L’expérience musicale conduit à l’expérience humaine De l’expérience musicale à l’expérience humaine, La Revue musicale, n° 274-275, Éditions Richard-Masse. Paris, 1971.

Tout est dans tout1 Parmi les fruits les plus précieux de l’expérience, je partage avec quelques ancêtres l’idée que « tout est dans tout ». Cette idée, comme toutes les idées simples, est particulièrement difficile à exposer  ; comme toutes les évidences, elle est quasi indémontrable. Démontrer veut dire en effet, non seulement qu’on montre à quelqu’un d’autre, mais que ce quelqu’un n’a qu’à assister à la démonstration pour être convaincu, et même, en géométrie grecque, on le suppose ratiocineur et finassier : il est là pour objecter. La sorte de démonstration que je désire faire, la seule qui soit possible requiert une toute autre attitude.
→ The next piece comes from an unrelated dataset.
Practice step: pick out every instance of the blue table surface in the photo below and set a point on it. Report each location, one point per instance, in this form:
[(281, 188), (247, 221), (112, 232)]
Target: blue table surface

Non de crédulité, mais d’espérance. La crédulité signifie qu’on se fie à quelqu’un, qu’on se laisse séduire. L’espérance ou la foi signifie qu’on postule un objectif, quitte à douter des chemins et du guide. Le doute, qui est l’envers de la foi, revient au même. C’est le sentiment qui inspire beaucoup de héros, d’aventuriers. S’ils ne doutaient pas tant, ils n’iraient pas si loin dans l’aventure pour savoir enfin si leur but existe ou non. Seules, l’indifférence et la passivité s’écartent de mon propos. Cette sorte d’indifférence (intellectuelle) ou de passivité (émotionnelle) qui marquent la plupart des activités contemporaines : fausse objectivité du savoir, faux détachement de l’art. Cette fois, opposé à « tout est dans tout », c’est « rien n’est dans rien ». La proposition à laquelle je m’attache contient sa réciproque : l’expérience musicale conduit à l’expérience humaine, et inversement. Remarquons qu’il s’agit bien de deux « tout », et non du fait que l’un serait partie de l’autre : si tout est dans tout, il n’y a pas de petit tout dans un grand TOUT.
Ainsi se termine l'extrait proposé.